Investors are questioning whether personnel issues at Pimco will harm its ability to face an increasingly tough environment for fixed income, as Allianz prepares to reveal fourth-quarter results on Thursday. Pimco is a valuable jewel in Allianz's crown, contributing about 30 percent of operating profit to the overall group.
"It looks like the very long bull market in fixed income is coming to an end and just at the time when you'd want people to pull together and present a united front it looks like there are cracks in the story," said one investor in Allianz, who said there had been a lack of communication from the German insurer with its shareholders over the issue.
"I think profit generation for the group is so related to one man's high profile that it's quite a risk in some ways."
Investors had been quitting Pimco's underperforming flagship Total Return Fund since the middle of last year amid a general downturn in the fixed income market triggered by uncertainty over the Federal Reserve's plans to pull back from monetary easing.
(Read more: Tell-all on Pimco was 'overblown,' Gross says)
Outflows from Mr Gross's Total Return Fund totaled $41.1bn for 2013 after a period of underperformance last summer. Firm-wide, Pimco has now had eight straight months of outflows, according to Morningstar.
Some investors believe Allianz should step in to do more to control Pimco in the wake of Mr El-Erian's departure. Traditionally, the insurer has given its subsidiary considerable autonomy, in deference to the high profile and long market experience of Mr Gross and Mr El-Erian.

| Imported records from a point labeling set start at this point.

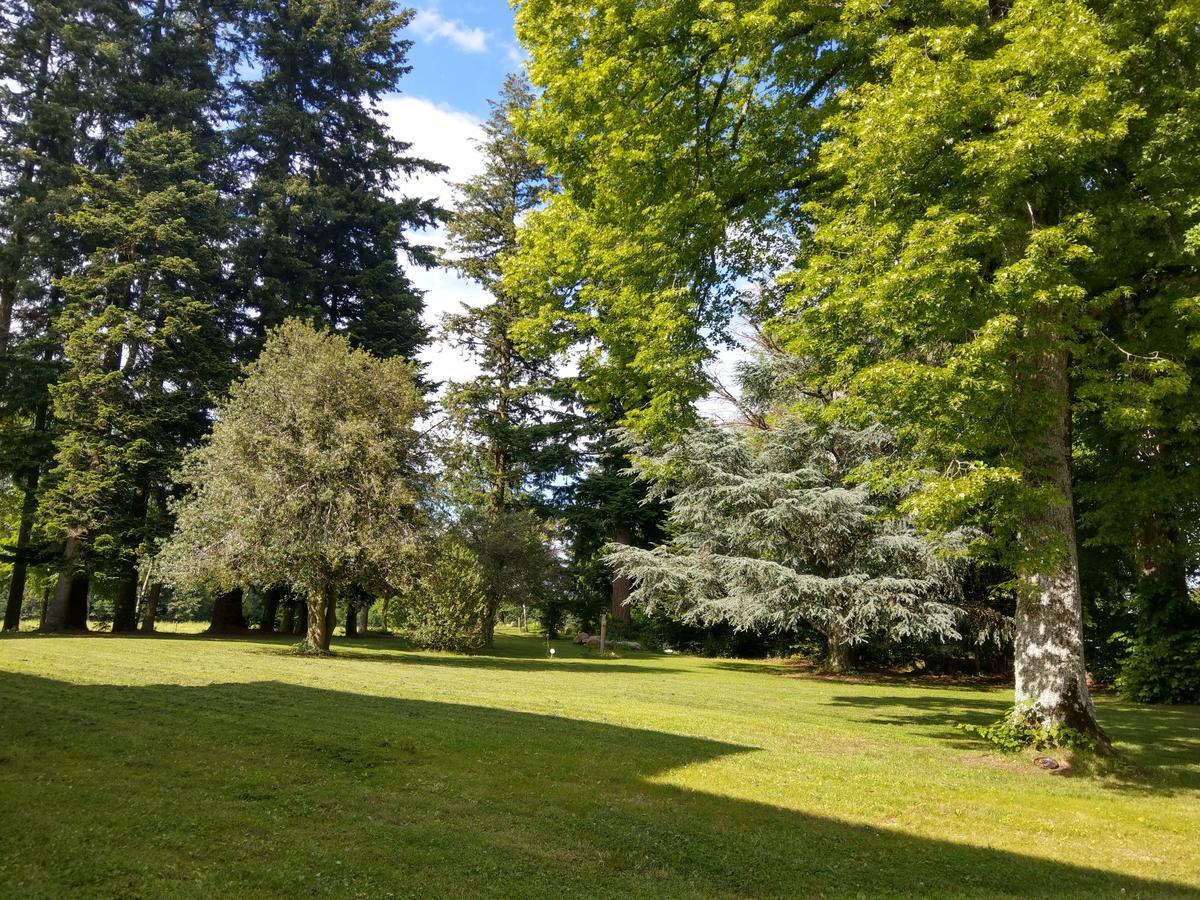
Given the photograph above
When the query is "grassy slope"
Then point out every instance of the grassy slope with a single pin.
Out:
(199, 767)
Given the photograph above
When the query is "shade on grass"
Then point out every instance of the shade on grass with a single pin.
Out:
(199, 767)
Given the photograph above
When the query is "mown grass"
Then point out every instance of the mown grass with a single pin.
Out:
(187, 766)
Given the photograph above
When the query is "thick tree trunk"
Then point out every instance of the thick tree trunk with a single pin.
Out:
(491, 610)
(150, 606)
(125, 606)
(621, 589)
(227, 612)
(839, 654)
(319, 604)
(21, 564)
(67, 610)
(271, 600)
(1049, 645)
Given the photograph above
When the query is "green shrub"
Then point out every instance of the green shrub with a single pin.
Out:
(1021, 729)
(447, 607)
(1164, 671)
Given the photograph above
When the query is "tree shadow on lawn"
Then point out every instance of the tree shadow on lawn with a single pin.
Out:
(507, 664)
(270, 789)
(1158, 747)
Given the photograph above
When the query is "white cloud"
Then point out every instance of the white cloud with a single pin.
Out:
(450, 137)
(430, 25)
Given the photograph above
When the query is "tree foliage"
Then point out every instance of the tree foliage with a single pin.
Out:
(768, 532)
(312, 477)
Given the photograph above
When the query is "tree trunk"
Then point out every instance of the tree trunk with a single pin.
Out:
(490, 611)
(271, 600)
(330, 616)
(838, 658)
(125, 606)
(227, 612)
(67, 610)
(150, 606)
(1049, 645)
(621, 588)
(19, 563)
(319, 603)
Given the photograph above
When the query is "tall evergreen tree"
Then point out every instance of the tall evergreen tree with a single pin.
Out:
(322, 228)
(145, 355)
(965, 271)
(514, 433)
(59, 61)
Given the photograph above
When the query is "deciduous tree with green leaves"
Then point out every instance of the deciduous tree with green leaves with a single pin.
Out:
(312, 477)
(969, 261)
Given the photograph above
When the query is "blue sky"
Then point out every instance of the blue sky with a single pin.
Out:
(461, 52)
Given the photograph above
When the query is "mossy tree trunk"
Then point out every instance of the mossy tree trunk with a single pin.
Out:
(150, 606)
(619, 611)
(1049, 642)
(227, 612)
(125, 605)
(67, 610)
(322, 609)
(275, 595)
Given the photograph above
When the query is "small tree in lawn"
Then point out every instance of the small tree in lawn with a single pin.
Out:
(311, 477)
(768, 533)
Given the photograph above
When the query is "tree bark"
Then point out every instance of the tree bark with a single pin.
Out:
(330, 616)
(621, 589)
(839, 657)
(21, 564)
(319, 604)
(67, 610)
(1049, 645)
(271, 600)
(150, 606)
(227, 612)
(125, 606)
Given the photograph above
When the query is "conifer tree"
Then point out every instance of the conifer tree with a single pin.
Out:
(322, 232)
(59, 63)
(145, 357)
(768, 532)
(514, 433)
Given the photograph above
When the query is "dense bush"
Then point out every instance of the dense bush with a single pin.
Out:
(445, 611)
(1164, 671)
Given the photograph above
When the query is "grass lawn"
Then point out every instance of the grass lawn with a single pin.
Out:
(189, 766)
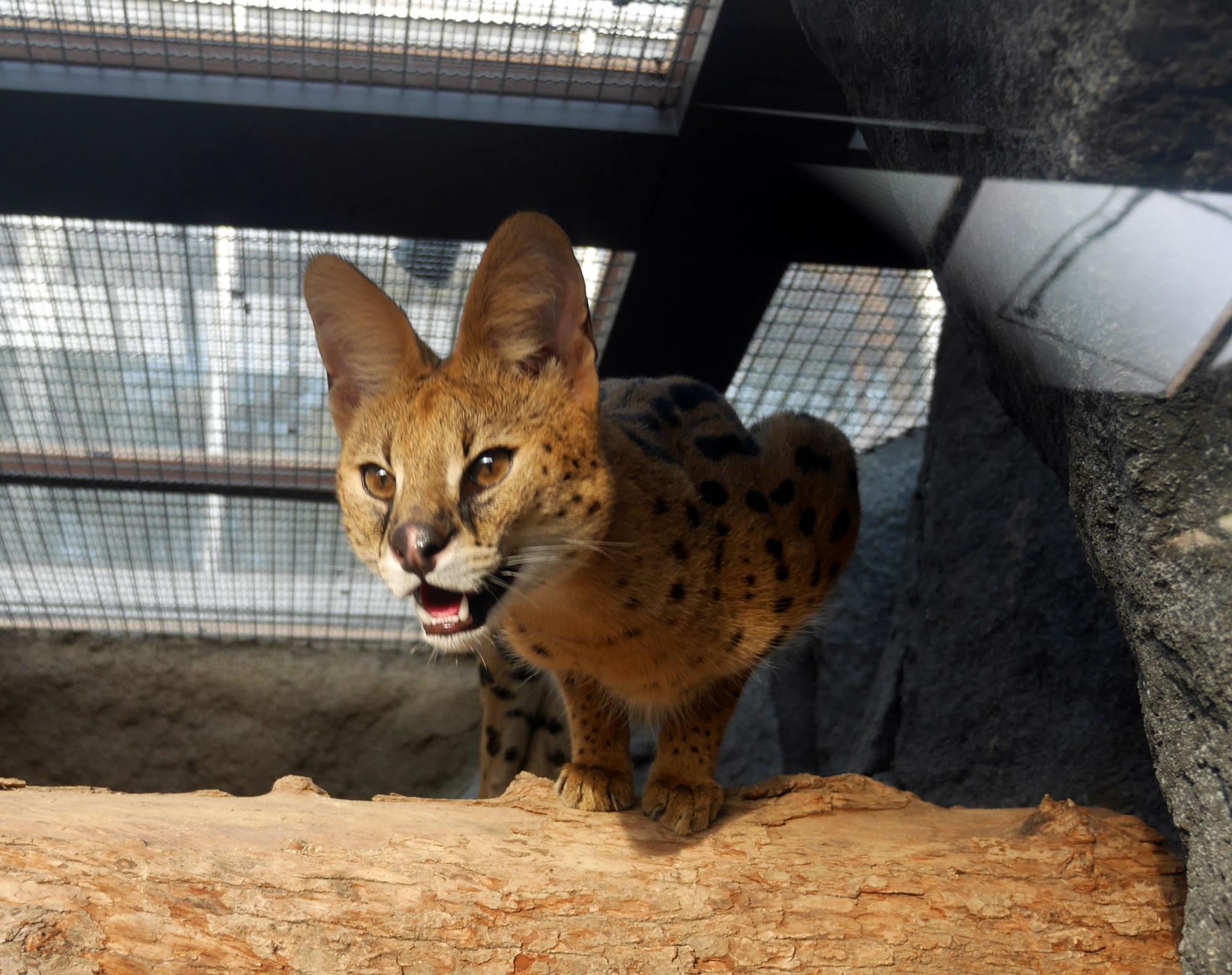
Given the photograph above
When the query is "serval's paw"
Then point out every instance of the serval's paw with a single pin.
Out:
(594, 790)
(684, 807)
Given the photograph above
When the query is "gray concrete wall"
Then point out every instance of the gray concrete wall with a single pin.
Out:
(173, 714)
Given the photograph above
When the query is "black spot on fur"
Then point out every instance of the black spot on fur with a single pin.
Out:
(713, 493)
(842, 526)
(716, 448)
(784, 493)
(810, 462)
(667, 411)
(688, 395)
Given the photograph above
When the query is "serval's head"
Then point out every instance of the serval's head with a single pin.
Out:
(472, 483)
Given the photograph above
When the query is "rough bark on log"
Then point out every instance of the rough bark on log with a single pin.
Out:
(801, 873)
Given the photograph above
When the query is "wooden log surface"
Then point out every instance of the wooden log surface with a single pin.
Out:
(799, 875)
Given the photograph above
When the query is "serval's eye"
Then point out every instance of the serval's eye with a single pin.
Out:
(378, 482)
(491, 468)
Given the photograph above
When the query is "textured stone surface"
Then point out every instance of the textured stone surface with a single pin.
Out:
(1132, 92)
(1006, 675)
(176, 714)
(821, 681)
(800, 875)
(1114, 90)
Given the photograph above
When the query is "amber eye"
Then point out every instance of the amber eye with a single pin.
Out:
(491, 468)
(378, 482)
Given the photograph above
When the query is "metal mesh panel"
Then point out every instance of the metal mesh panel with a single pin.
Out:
(635, 52)
(853, 345)
(183, 357)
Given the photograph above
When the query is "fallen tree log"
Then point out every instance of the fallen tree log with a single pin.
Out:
(799, 875)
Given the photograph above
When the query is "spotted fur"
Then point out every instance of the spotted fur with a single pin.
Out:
(647, 552)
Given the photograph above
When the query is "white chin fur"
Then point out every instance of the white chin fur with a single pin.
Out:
(460, 643)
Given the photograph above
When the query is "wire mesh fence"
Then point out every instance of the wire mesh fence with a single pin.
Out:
(635, 52)
(182, 361)
(852, 345)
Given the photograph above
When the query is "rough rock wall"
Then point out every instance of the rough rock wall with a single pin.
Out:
(1132, 92)
(1116, 90)
(821, 682)
(1006, 675)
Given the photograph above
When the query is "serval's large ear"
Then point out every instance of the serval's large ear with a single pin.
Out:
(528, 304)
(364, 338)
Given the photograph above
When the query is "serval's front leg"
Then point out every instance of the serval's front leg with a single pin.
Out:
(601, 777)
(524, 723)
(681, 791)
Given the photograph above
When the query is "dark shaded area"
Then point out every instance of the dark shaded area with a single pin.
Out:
(1119, 92)
(822, 681)
(1006, 675)
(1111, 90)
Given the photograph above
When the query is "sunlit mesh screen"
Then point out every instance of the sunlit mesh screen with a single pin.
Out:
(633, 52)
(177, 358)
(852, 345)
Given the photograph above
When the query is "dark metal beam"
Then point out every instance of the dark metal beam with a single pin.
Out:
(120, 158)
(169, 477)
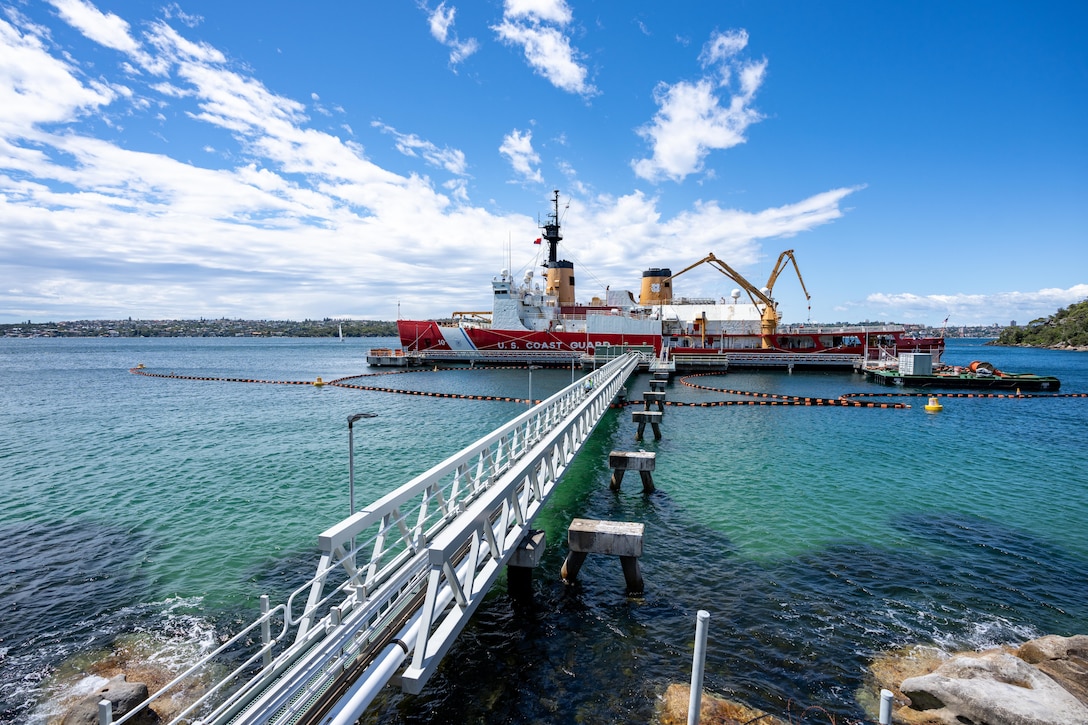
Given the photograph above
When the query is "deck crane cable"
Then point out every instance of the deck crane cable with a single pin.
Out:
(779, 266)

Pimco replaced Mr El-Erian's role of co-chief investment officer with six new deputy CIOs, taken from the ranks of more junior fund managers, in a move that Allianz executives hope will add more stability in an industry that can be highly dependent on a handful of "star" managers.
"It's positive from an investor standpoint as the risk is more diversified now," said another investor in Allianz. "Bill Gross's influence is a bit broader so Allianz might be able to control [Pimco] better now."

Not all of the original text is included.